— Коврижка медовая, это ты у нас специалист по гаданьям. Откуда мне знать.
— Во всяком случае, я рада, что ты так дружелюбен с ней. Мне казалось, ты ее не выносишь.
— Я хитрый, — сказал я. — Умею скрывать свои чувства.
— Только не от меня. Они, наверно, останутся на второй сеанс.
— Кто останется?
— Дети. Они всегда смотрят два сеанса. Как это ты ловко придумал с посудой.
— Я коварный, — сказал я. — И в свое время я намерен посягнуть на твою честь.
Мне часто приходилось откладывать решение какого-нибудь вопроса на будущее. Потом, выкроив в один прекрасный день время для раздумий, я вдруг обнаруживал, что у меня уже все продумано, выход найден и решение вынесено. Так, вероятно, бывает со всеми, просто мне не дано это знать. Будто в темных, необитаемых пещерах сознания сошлись на совет какие-то безликие судьи и приговор готов. Эта бессонная, тайная область всегда представляется мне как черные, непроницаемые стоячие воды — глубокий омут, откуда редко что всплывает на поверхность. А может быть, это огромная библиотека, где сберегается все, что когда-либо произошло с живой материей с того первого мига, когда она начала жить.
Некоторые люди, по-моему, имеют более свободный доступ в этот тайник — например, поэты. Однажды, когда мне пришлось работать разносчиком газет, а будильника у меня не было, я выработал систему подачи сигнала и получения на него ответа. Ложась вечером в постель, я представлял себе, будто стою у края черной воды. В руке у меня белый камень, совершенно круглый белый камень. Я пишу на нем угольно-черными буквами «4 часа», потом бросаю его в воду и слежу, как он крутится, крутится, уходя вниз, и наконец исчезает. Это действовало безотказно. Я просыпался ровно в четыре часа. В дальнейшем я заставлял себя просыпаться и без десяти минут четыре и четверть пятого. И ни разу не проспал.

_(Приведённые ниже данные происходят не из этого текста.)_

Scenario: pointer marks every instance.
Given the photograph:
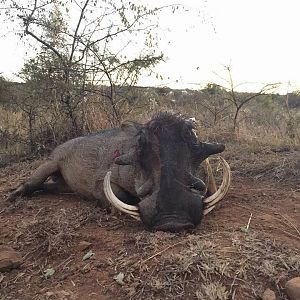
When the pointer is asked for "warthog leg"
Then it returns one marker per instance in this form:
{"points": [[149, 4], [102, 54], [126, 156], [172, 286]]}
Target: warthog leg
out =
{"points": [[36, 182]]}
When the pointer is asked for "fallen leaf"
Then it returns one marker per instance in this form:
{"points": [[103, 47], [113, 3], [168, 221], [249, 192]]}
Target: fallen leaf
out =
{"points": [[48, 273], [88, 255], [119, 278]]}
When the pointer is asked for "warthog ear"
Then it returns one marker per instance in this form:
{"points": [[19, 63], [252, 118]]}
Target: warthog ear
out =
{"points": [[130, 127], [126, 159]]}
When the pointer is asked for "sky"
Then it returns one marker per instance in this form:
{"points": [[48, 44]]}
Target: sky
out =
{"points": [[258, 39]]}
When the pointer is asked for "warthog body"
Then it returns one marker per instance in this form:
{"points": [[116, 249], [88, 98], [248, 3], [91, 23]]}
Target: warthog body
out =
{"points": [[152, 165]]}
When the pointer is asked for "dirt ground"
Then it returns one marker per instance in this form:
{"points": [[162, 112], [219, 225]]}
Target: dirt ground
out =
{"points": [[217, 260]]}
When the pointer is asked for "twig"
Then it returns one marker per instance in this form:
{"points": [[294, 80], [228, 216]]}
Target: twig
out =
{"points": [[278, 219], [248, 224], [292, 224]]}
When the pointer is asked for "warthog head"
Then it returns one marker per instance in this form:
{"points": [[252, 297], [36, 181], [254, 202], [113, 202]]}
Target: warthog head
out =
{"points": [[166, 156]]}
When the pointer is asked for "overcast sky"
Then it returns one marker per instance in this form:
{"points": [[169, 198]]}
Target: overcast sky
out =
{"points": [[259, 39]]}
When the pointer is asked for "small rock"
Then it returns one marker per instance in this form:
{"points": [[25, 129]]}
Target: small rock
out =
{"points": [[83, 245], [268, 295], [293, 288], [9, 259]]}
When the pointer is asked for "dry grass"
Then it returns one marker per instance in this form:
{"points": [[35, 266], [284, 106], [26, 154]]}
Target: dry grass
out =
{"points": [[200, 267]]}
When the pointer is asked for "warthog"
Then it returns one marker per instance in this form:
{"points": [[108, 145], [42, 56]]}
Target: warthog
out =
{"points": [[146, 170]]}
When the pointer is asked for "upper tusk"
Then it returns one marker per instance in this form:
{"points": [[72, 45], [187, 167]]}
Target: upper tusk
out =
{"points": [[132, 210], [223, 189]]}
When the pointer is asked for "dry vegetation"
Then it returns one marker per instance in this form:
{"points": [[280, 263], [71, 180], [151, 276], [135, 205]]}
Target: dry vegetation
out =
{"points": [[218, 260]]}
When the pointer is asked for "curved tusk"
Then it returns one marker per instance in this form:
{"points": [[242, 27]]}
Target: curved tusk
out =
{"points": [[208, 210], [131, 210], [223, 189], [211, 185]]}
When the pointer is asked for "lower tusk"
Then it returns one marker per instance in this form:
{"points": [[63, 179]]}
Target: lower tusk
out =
{"points": [[131, 210], [211, 186], [223, 189]]}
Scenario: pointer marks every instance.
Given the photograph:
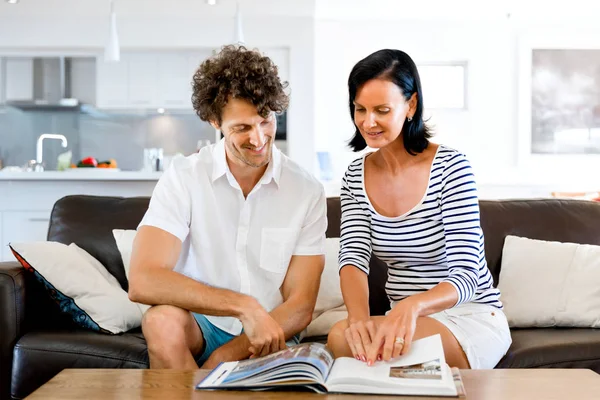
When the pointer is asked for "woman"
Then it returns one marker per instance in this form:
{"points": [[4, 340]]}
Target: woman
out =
{"points": [[414, 205]]}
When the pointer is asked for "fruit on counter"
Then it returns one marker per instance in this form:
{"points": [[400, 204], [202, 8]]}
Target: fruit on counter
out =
{"points": [[91, 162], [88, 162], [112, 163]]}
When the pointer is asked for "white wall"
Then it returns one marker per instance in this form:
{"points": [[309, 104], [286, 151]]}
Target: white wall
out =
{"points": [[51, 25], [487, 131]]}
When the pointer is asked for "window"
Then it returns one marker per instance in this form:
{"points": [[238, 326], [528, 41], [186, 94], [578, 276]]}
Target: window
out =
{"points": [[444, 85]]}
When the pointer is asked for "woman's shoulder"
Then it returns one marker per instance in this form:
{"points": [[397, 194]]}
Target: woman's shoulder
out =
{"points": [[449, 156]]}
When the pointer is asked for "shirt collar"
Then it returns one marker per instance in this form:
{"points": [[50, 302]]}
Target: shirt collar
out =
{"points": [[220, 167]]}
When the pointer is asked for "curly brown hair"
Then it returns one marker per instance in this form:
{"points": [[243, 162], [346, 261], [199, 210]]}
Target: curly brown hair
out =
{"points": [[237, 72]]}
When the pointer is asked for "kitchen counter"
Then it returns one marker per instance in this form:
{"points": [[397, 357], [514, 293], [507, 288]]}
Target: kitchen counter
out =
{"points": [[83, 174]]}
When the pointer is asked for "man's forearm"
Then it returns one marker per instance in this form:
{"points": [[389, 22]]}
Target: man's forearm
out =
{"points": [[293, 316], [164, 286]]}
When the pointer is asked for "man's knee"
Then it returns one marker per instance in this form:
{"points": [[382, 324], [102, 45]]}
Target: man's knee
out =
{"points": [[164, 322]]}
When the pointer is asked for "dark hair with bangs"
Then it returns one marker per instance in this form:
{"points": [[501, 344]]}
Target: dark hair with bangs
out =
{"points": [[397, 67]]}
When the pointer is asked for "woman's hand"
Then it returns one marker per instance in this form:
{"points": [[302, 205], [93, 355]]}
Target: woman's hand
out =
{"points": [[359, 336], [394, 334]]}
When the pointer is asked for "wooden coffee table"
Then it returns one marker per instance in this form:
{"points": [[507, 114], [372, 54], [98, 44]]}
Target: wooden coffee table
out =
{"points": [[514, 384]]}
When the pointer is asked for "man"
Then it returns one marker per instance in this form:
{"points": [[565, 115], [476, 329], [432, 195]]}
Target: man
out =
{"points": [[230, 251]]}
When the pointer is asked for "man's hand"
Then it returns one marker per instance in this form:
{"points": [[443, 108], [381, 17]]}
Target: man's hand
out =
{"points": [[359, 336], [265, 334]]}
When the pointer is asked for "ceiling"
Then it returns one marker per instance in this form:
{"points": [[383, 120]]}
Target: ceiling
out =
{"points": [[320, 9]]}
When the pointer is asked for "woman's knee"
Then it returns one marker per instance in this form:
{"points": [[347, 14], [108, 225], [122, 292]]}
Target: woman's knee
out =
{"points": [[336, 340]]}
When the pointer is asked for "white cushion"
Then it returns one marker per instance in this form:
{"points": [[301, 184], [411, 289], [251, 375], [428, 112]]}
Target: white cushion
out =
{"points": [[550, 283], [81, 286], [330, 307], [321, 325]]}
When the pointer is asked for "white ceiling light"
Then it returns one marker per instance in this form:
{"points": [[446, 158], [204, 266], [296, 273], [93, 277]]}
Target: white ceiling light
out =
{"points": [[112, 51], [239, 32]]}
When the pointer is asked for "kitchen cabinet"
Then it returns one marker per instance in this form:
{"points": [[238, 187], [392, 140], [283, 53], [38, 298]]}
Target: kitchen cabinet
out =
{"points": [[142, 83], [2, 82], [3, 244], [22, 226], [174, 80], [18, 78], [83, 86], [148, 80], [153, 79], [111, 84]]}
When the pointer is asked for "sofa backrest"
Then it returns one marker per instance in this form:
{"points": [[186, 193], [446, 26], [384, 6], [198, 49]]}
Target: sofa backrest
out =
{"points": [[88, 221], [560, 220]]}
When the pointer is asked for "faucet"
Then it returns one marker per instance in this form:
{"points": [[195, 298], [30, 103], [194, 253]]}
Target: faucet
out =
{"points": [[39, 167]]}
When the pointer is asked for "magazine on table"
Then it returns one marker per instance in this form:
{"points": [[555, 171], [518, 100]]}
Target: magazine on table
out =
{"points": [[310, 366]]}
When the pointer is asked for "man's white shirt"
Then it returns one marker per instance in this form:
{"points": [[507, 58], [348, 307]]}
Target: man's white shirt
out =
{"points": [[237, 243]]}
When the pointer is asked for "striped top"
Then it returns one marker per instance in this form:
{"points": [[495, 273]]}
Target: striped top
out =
{"points": [[439, 240]]}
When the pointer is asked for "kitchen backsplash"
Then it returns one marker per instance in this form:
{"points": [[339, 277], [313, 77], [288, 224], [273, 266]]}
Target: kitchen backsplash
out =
{"points": [[103, 136]]}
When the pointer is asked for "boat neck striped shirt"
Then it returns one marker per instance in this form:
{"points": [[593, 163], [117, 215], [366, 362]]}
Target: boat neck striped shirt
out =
{"points": [[438, 240]]}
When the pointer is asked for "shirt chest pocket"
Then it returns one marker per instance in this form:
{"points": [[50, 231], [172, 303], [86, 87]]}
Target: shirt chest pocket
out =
{"points": [[276, 248]]}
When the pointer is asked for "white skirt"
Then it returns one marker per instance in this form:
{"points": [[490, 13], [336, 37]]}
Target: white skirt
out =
{"points": [[481, 330]]}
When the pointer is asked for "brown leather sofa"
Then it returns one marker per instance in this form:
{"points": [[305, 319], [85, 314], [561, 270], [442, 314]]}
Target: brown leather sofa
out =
{"points": [[37, 341]]}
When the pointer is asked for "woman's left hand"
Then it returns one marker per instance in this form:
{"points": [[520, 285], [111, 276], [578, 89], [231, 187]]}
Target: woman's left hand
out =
{"points": [[394, 334]]}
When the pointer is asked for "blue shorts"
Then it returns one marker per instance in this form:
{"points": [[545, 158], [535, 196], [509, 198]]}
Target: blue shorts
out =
{"points": [[215, 337]]}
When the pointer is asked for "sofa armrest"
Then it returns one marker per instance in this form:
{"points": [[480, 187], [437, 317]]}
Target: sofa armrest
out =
{"points": [[12, 318]]}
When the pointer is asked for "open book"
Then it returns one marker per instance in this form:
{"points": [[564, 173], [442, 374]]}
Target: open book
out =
{"points": [[422, 372]]}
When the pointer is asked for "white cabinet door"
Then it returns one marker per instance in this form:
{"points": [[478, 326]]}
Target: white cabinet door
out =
{"points": [[19, 79], [83, 71], [2, 83], [143, 85], [23, 226], [3, 244], [174, 81], [112, 80]]}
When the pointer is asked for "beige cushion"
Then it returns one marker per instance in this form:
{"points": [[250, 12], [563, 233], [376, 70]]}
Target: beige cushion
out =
{"points": [[545, 284], [80, 285]]}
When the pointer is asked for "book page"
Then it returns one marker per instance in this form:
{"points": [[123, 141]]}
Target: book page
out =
{"points": [[308, 362], [422, 371]]}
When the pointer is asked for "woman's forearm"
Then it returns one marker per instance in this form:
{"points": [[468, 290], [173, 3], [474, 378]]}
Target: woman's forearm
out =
{"points": [[439, 298], [355, 290]]}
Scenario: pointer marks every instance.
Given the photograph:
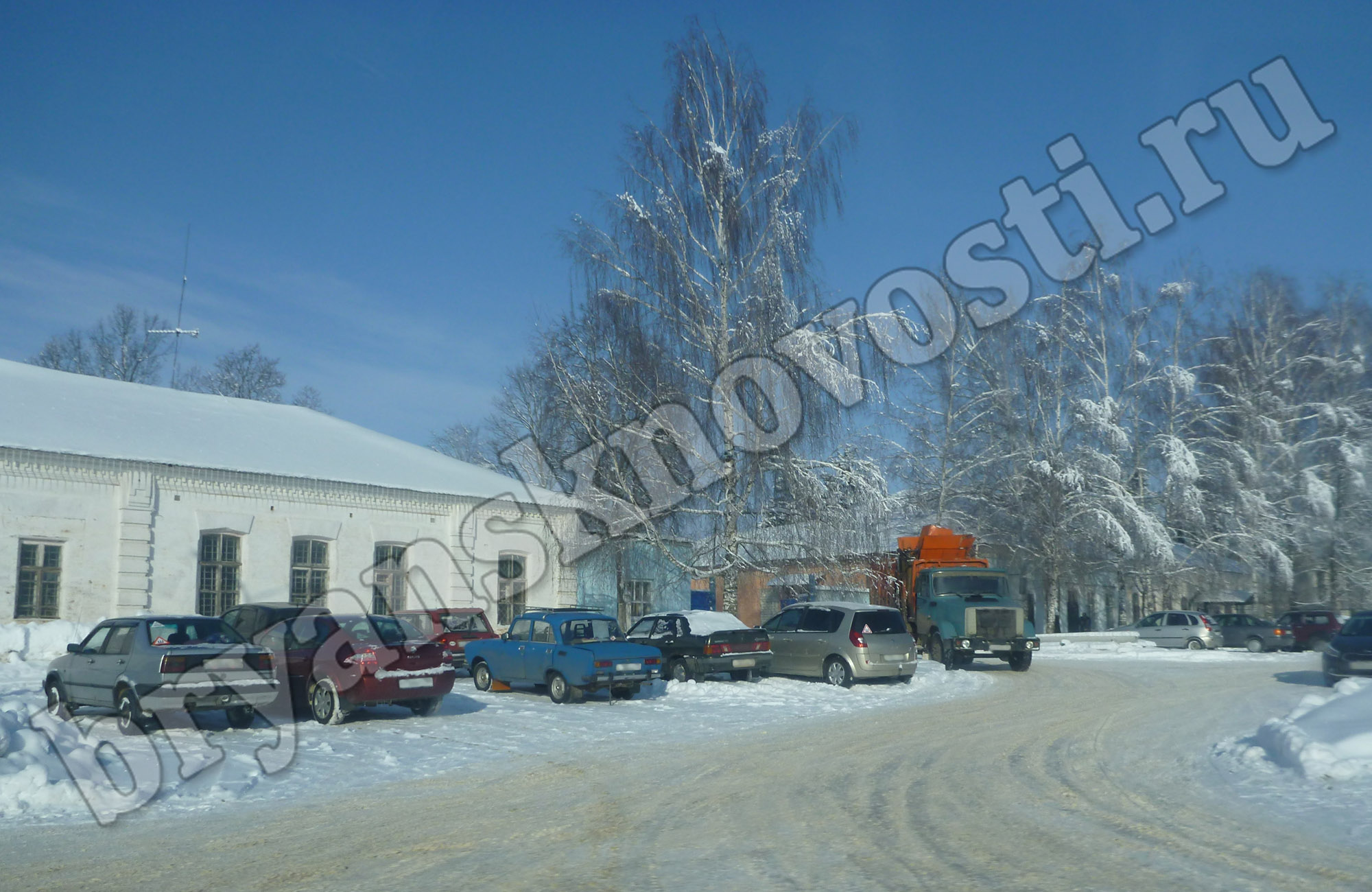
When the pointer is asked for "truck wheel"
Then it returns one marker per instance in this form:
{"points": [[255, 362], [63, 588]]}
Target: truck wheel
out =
{"points": [[239, 717], [558, 688], [482, 676], [838, 673]]}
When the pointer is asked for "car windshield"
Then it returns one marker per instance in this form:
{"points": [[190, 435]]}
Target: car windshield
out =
{"points": [[971, 585], [466, 622], [374, 629], [591, 629], [164, 633], [1360, 628], [879, 624]]}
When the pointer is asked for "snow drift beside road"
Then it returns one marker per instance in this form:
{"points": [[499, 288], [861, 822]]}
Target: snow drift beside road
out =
{"points": [[1327, 736]]}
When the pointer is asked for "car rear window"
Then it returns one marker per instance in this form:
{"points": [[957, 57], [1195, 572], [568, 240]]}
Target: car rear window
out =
{"points": [[879, 624], [191, 631], [1359, 628], [466, 622]]}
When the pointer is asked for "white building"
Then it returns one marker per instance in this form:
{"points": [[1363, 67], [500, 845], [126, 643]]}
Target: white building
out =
{"points": [[119, 499]]}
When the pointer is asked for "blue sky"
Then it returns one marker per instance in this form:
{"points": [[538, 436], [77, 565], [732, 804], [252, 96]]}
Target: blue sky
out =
{"points": [[377, 190]]}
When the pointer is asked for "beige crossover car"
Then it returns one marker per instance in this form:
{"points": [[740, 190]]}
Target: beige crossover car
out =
{"points": [[842, 642]]}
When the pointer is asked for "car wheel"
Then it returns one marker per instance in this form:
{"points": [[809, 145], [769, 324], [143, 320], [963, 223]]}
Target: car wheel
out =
{"points": [[58, 705], [131, 714], [426, 707], [482, 676], [326, 705], [558, 688], [838, 673], [239, 717]]}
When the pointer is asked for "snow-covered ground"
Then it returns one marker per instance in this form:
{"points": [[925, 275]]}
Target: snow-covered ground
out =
{"points": [[390, 743], [1086, 650]]}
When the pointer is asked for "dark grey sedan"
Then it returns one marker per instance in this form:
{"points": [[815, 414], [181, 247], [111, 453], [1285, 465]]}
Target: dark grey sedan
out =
{"points": [[1241, 631], [147, 665]]}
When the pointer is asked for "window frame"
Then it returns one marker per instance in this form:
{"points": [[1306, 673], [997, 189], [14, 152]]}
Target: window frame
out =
{"points": [[316, 573], [511, 591], [45, 599], [219, 598], [390, 577]]}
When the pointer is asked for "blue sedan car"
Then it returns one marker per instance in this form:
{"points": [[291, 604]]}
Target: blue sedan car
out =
{"points": [[571, 651]]}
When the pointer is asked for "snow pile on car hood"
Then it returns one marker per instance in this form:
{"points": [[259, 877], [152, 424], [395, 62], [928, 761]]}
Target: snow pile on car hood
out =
{"points": [[39, 642], [1327, 736]]}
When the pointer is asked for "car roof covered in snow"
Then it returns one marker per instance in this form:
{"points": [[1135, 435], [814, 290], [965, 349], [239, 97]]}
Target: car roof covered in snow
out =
{"points": [[80, 415]]}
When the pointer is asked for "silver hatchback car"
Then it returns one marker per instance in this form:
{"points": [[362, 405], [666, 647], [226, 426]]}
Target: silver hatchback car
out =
{"points": [[1178, 629], [842, 642]]}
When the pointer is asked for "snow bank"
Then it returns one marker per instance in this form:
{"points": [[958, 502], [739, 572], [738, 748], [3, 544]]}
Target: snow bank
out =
{"points": [[1327, 736], [388, 744], [39, 642], [1087, 650]]}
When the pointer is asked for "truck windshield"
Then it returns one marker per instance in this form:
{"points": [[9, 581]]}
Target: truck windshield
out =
{"points": [[969, 584]]}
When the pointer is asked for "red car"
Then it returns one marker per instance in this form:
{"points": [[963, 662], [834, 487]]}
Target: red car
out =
{"points": [[452, 626], [1311, 631], [338, 664]]}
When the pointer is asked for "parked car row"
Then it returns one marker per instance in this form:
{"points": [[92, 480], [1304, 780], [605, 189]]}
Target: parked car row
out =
{"points": [[287, 659], [1296, 631], [331, 665]]}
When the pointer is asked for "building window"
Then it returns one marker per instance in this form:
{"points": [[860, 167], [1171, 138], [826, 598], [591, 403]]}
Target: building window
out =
{"points": [[633, 602], [219, 574], [389, 580], [40, 570], [511, 588], [309, 570]]}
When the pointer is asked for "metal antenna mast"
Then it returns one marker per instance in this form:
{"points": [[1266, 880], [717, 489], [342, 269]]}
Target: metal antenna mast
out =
{"points": [[179, 331]]}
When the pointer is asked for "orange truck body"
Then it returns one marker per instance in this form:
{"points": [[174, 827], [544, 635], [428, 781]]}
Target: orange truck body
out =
{"points": [[894, 577]]}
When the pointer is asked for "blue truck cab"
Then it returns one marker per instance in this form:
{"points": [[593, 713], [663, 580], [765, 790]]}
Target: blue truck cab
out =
{"points": [[968, 613], [570, 651]]}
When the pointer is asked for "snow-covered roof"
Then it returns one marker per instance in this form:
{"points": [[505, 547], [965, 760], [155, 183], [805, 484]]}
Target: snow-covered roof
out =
{"points": [[61, 412]]}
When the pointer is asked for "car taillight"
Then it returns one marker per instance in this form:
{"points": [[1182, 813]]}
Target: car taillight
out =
{"points": [[367, 659]]}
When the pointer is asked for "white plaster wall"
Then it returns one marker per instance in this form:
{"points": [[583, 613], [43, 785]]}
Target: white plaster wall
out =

А иногда бывает и так, что нечто странное, нечто мерзкое высовывается над гладью этих вод, будто морская змея или какое-то чудище, возникающее из бездонных глубин.
Прошел только год, с тех пор как Деннис, брат Мэри, умер у нас в доме, умер в ужасных муках от базедовой болезни. Общая интоксикация разогнала микробы страха по всему его организму, и он потерял всякую власть над собой, метался, буйствовал. На этой по-ирландски добродушной лошадиной физиономии проступило что-то звериное. Я помогал держать его, успокаивал, старался рассеять предсмертный бред, и так продолжалось неделю, до тех пор пока у него не начался отек легких. Я не хотел, чтобы Мэри видела, как он умирает. Она никогда не видела умирающих, а я знал, что такая смерть может убить в ней светлую память о хорошем, добром человеке, который был ее братом. И вот однажды, когда я дежурил у его постели, из глубин тех черных вод выплыло чудовище. Я возненавидел Денниса. Мне хотелось убить его, перегрызть ему горло. У меня сводило челюсти и, кажется, даже губы вздрагивали, обнажая клыки, как у волка, рвущего добычу.
Когда все было кончено, я, придавленный чувством вины, со страху признался в этом старенькому доктору Пилу, который подписывал свидетельство о смерти.
— То, о чем вы говорите, по-моему, не такое уж редкое явление, — сказал он. — Мне приходилось подмечать это в людях, но мало кто в таких вещах признается.
— Но откуда это во мне? Я к нему очень хорошо относился.
— Может быть, атавистическая память, — сказал он. — Может быть, возврат к тем временам, когда больные и раненые в стае представляли собой опасность. Некоторые животные и многие рыбы рвут на части и пожирают своих обессиленных собратьев.
— Но я не животное и не рыба.
— Да, вы не то и не другое. И, вероятно, поэтому такие ощущения кажутся чуждыми вашей натуре. Но они сидят в вас. Сидят крепко.
Доктор Пил хороший человек — старенький, усталый. Вот уже пятьдесят лет он встречает нас на этом свете и провожает на тот.